Un sucre subtil, fluide, flatteur,
qui peut endormir la vigilance.
Et quand ce sucre devient trop épais,
je sens une forme de nausée.
Et je remercie cette nausée.
Parce qu’elle m’empêche de me perdre.
Elle me ramène à ce que je vis, ici.
À cette confiance que m’a transmise mon maître :
“Ne crois pas. Expérimente. Et surtout : fais confiance à ton expérience.”
Au fond,
je n’ai jamais voulu faire partie de ce grand manège.
Je veux juste me sortir de cette folie humaine
qui veut tordre le cou à la réalité.
Non.
Non non non non.
Pas ça.
Ce n’est pas ça.
J'essaie,
chaque jour après jour,
de pratiquer ce grand oui à ce qui est.
Et même : ce grand oui à tout.
Même à ce sucre.
Même à ce ganimatia de l’extase.
A cette défonce de l'éveil qui se croit arrivé.

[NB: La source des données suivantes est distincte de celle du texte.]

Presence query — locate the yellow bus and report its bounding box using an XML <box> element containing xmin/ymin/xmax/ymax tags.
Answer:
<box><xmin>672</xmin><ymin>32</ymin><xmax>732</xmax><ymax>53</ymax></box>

Même à ces défenses qui se déguisent en lumière.
Même à l’illusion.
Oui, l’ego spirituel existe.
Et oui, il est accueilli, lui aussi,
dans ce grand Oui.
Mais faire en sorte qu'il ne mène plus la danse.
Oui à ce qui est.
Toujours, ce retour.
Ce silence.
Ce battement simple.
Ce “juste là”.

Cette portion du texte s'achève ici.